Having a picture of your genitals displayed on your living room's TV wasn't probably what the team of Apple engineers considered when working on Photo Stream. One of the potentially most useful features in iCloud just happens to be the most annoying. The brilliant service that backs up your pictures automatically to the cloud can turn into a nasty surprise if you don't control the snaps taken with your iOS devices... And users are learning the lesson the hard way.
Let's rewind to last June when Apple introduced iCloud. Advertised as "automatic, effortless and free", it isn't exactly foolproof. The back up service for all your pictures taken with your iOS devices automatically pushes a copy to all the other Apple products linked to that iCloud account, including your Apple TV, home iMac or your kid's iPod Touch. The service does not only manage to keep a safe record of your shots, but also fix one of the most annoying bits for every iPhone user: importing your pictures to your desktop.
If you're using the service, there's a reason why you're reading this post. Like many of us keeping every IIII picture taken with your iPhone cannot be a good idea. Unlike that camera roll where you can delete those blurry, embarrassing or simply compromising pictures in a couple of taps, Photo Stream doesn't have the option. Why? Many of us are still asking the same question and I don't want to be misleading: there's no easy way to do it.
I have, however, scoured the support forums and got some ways to get around this issue. I also noticed that this seems to be a very popular request from users who would like, or desperately need, to delete individual pictures from Photo Stream. I'm hopeful someone will look into this issue and introduce a reasonable way to do this in a future iOS update. In the meantime, we can try these solutions:
1. Disable Wi-Fi when you're not at home
Assuming that most of you iCloud supported devices are in your house connected 24h to your home Wi-Fi network, the easiest way to prevent them from syncing is killing one of the ends. If you're the sort of iPhoneographer that goes for a photo shoot session with way too many pics that you don't want on other devices you'll be fine until you get home. The moment your iPhone latches to Wi-Fi instead of the cellular network, iCloud will automatically work its magic.
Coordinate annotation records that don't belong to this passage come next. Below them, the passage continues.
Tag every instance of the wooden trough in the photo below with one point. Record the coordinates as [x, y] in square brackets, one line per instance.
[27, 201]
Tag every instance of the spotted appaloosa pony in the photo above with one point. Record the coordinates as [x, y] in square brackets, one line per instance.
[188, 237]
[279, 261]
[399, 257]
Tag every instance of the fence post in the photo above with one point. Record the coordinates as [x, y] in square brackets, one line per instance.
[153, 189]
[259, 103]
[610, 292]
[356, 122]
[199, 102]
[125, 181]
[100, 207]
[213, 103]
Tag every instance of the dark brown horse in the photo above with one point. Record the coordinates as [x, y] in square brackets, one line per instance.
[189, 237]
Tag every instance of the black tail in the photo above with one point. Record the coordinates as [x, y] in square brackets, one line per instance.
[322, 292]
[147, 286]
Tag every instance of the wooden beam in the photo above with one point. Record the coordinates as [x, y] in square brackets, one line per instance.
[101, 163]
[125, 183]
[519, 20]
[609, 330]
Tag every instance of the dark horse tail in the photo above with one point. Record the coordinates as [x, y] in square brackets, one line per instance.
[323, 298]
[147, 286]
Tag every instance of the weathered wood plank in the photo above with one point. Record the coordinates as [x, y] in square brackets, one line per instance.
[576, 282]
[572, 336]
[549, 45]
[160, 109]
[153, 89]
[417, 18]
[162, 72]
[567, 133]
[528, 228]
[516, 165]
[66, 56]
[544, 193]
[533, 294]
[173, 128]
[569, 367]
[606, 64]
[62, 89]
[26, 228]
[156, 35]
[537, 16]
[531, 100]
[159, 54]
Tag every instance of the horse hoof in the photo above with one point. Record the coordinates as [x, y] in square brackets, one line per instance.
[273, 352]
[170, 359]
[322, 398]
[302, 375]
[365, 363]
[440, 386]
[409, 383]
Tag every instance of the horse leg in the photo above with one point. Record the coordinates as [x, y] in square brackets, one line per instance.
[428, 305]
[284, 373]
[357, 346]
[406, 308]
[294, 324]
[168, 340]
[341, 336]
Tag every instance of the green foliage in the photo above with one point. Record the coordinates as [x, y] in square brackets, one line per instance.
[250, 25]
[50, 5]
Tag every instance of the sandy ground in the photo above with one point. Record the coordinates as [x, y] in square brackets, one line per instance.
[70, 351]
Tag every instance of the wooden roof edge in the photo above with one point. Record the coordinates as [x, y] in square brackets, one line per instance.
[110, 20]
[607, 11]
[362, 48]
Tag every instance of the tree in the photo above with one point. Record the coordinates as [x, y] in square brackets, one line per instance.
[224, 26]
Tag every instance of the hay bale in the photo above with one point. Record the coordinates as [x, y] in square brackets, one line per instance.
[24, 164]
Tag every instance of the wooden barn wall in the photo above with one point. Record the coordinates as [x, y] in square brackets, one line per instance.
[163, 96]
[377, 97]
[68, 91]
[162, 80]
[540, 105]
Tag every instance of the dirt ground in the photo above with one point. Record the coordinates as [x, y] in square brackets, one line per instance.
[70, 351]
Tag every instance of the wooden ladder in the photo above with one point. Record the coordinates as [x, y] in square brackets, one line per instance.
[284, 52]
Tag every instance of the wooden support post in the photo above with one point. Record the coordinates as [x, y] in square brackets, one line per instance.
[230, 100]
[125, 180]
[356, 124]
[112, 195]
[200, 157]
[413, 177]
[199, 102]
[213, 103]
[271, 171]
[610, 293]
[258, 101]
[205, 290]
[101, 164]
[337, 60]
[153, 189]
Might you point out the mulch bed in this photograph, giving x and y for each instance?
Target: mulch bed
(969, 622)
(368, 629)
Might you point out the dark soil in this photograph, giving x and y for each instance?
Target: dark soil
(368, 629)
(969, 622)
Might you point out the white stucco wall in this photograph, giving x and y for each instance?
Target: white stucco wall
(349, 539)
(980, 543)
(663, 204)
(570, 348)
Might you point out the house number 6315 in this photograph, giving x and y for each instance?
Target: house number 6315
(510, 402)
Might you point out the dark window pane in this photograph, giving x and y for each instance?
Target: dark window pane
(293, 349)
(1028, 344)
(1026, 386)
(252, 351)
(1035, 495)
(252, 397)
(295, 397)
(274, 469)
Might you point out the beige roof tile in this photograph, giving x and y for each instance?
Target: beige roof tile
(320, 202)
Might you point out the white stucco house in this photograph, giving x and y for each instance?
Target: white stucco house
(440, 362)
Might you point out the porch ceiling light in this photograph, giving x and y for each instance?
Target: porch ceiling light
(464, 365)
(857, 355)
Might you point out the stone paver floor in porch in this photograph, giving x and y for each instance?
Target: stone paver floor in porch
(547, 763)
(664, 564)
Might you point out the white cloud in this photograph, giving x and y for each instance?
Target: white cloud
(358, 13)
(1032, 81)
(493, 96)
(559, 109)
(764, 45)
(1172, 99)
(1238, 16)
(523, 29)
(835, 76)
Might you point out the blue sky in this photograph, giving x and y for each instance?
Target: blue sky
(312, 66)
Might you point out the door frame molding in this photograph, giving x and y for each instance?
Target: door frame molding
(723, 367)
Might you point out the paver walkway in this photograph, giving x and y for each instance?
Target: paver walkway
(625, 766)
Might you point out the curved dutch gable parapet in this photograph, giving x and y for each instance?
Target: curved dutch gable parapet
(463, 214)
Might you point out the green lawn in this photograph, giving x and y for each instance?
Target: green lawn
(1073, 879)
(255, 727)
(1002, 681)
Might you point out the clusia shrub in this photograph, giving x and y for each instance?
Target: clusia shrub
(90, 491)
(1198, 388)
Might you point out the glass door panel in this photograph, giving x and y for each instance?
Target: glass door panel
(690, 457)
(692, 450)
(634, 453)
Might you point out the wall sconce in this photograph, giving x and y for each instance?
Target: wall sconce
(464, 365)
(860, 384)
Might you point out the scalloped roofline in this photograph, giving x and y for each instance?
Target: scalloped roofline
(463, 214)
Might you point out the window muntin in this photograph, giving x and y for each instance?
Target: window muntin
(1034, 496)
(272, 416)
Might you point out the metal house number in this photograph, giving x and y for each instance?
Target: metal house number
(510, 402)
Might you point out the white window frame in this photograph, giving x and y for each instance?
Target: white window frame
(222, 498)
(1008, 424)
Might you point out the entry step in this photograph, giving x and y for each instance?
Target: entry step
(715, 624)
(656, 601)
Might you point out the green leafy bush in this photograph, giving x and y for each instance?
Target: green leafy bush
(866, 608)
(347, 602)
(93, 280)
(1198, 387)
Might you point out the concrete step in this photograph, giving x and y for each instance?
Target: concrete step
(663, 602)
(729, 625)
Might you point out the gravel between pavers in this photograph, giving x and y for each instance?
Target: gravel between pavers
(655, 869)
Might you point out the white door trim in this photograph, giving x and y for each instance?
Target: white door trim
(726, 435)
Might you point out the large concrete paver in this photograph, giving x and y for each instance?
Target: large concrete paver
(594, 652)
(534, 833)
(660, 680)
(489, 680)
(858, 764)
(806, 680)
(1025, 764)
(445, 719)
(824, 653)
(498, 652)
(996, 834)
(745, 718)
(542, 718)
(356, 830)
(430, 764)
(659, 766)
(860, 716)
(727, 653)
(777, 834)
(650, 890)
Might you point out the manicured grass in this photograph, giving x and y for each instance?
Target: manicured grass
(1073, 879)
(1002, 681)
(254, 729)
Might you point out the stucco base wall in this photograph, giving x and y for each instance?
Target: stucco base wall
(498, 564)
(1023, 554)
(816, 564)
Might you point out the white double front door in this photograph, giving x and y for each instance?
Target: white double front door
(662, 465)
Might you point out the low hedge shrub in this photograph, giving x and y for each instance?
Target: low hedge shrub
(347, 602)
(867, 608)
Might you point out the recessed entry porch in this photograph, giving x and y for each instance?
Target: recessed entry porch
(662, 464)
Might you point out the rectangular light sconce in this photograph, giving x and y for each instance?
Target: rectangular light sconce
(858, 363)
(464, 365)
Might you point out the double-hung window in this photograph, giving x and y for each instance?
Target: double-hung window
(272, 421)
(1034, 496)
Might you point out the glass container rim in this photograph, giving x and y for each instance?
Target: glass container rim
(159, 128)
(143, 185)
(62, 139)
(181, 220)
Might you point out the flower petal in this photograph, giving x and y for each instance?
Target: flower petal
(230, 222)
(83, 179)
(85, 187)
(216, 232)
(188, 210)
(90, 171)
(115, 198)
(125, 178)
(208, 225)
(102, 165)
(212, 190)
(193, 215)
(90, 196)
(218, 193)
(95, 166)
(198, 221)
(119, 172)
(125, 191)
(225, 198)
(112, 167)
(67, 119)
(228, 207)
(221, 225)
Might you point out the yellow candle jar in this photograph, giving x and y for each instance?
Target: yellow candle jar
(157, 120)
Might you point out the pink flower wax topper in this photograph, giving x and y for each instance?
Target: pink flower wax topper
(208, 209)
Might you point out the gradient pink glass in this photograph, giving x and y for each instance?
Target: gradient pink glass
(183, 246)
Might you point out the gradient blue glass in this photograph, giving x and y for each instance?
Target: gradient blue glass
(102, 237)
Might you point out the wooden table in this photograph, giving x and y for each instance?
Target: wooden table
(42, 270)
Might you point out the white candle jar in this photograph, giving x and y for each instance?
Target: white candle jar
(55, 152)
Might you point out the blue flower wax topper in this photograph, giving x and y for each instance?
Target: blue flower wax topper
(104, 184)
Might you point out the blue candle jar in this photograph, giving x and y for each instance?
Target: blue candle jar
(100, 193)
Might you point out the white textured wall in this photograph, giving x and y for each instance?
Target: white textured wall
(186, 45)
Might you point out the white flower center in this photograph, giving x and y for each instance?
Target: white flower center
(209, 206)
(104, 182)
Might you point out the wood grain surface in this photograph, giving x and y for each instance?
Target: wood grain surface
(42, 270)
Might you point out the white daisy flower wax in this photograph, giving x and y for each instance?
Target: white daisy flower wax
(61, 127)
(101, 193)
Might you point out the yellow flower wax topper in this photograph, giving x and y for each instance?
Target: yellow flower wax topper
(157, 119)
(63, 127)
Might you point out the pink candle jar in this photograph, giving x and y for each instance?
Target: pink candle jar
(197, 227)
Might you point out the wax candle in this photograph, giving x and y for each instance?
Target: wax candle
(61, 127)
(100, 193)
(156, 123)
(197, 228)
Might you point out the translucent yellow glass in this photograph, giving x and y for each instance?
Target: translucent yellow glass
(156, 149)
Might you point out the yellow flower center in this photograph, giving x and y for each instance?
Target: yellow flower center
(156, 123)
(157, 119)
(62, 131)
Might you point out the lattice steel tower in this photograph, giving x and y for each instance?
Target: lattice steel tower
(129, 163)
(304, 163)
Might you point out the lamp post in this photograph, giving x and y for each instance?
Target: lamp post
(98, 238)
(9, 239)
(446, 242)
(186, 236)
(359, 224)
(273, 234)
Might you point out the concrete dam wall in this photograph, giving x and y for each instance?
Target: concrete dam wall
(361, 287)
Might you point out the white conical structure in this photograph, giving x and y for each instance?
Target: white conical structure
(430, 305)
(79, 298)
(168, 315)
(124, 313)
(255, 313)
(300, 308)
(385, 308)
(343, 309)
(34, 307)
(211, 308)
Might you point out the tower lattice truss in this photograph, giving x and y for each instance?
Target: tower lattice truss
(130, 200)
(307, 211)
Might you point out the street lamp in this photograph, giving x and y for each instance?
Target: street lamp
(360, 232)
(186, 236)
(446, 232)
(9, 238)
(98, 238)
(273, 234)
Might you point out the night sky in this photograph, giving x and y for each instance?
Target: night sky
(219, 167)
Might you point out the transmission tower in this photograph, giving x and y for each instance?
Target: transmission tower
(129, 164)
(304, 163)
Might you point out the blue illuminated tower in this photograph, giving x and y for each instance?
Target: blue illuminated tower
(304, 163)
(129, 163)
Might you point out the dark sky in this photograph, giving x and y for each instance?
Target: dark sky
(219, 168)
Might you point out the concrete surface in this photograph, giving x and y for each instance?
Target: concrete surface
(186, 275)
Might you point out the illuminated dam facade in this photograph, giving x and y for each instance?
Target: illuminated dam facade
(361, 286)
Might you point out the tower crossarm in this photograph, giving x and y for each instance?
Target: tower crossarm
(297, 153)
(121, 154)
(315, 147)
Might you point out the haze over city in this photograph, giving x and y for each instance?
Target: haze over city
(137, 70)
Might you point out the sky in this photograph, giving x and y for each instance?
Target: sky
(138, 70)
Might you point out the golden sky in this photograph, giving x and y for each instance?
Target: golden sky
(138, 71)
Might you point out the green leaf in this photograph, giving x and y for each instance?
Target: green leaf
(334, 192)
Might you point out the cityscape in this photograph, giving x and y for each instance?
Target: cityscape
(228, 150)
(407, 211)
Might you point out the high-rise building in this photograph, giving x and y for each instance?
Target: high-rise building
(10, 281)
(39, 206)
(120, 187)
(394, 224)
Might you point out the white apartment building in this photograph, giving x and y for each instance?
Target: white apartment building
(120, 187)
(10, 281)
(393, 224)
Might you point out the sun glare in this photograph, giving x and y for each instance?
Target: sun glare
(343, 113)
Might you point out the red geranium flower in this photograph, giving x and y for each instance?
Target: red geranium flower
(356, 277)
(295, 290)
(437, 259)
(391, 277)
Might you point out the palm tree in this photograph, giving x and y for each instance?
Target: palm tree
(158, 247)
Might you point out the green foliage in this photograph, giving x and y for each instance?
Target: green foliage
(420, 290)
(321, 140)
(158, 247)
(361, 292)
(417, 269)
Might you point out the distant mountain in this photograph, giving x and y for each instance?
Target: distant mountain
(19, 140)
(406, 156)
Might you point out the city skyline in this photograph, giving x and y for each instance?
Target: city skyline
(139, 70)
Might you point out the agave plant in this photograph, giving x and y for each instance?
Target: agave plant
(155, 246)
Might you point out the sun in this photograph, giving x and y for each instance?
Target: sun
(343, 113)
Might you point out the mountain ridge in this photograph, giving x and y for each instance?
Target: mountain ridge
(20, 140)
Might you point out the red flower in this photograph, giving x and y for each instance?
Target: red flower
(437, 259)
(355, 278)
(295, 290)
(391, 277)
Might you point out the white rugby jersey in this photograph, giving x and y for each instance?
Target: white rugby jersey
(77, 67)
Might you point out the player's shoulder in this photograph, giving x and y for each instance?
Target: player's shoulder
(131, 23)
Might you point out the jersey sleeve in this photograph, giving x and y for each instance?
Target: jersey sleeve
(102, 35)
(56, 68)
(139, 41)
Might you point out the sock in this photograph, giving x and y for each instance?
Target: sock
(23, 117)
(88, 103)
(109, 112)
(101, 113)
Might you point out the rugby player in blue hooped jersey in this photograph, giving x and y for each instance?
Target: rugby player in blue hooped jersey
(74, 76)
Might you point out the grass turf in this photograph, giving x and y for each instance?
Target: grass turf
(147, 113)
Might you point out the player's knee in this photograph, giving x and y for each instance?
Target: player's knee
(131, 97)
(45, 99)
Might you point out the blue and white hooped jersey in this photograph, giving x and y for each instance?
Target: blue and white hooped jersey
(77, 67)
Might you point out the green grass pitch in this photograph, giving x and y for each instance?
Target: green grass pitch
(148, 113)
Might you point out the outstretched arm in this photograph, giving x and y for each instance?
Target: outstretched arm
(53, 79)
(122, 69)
I'll use the opportunity to plug these shortcut icons that could make the whole thing less of a chore. They have been designed by Jeff Broderick and are absolutely brilliant in situations like this one.
2. Switch off automatic import of Camera Roll
If you're using iPhoto on your Mac, this will be particularly handy not just to avoid embarrassing moments but also avoid your bandwidth being constantly used. You can still benefit from the syncing of the good pictures that eventually get to iPhoto, as long as you keep importing them with a cable as you used to do before iOS 5 came along.
There should be a delete button, it's as simple as that. If you take a crap / embarrassing / incriminating photo you should be able to delete it when you want, without going thermonuclear on your PhotoStream… Neddy123
3. Use alternatives to the Camera app
Some photography apps such as Taptaptap's Camera+ come with their own drawer where pictures are kept before saving them on the Camera roll. If you're used to this workflow, you won't have any major problem, but let's face it, most of us take quick snaps with the default Camera app anyway.
4. Reset your complete Photo Stream gallery
The last resort of action if the incriminating photo has already been synced is, well, delete the whole thing. You can choose to do this on iCloud.com or directly on your iPhone, but the radical effect will be the same. In those emergency case, just remember that the iCloud menu is accessible on Settings.
According to Jason Cipriani of Cnet, the next release of iOS 5.1 might include a proper delete feature as seen on the screenshots from the beta. At least it's reassuring that Apple is taking this omission in consideration and lets hope this makes it to the final version.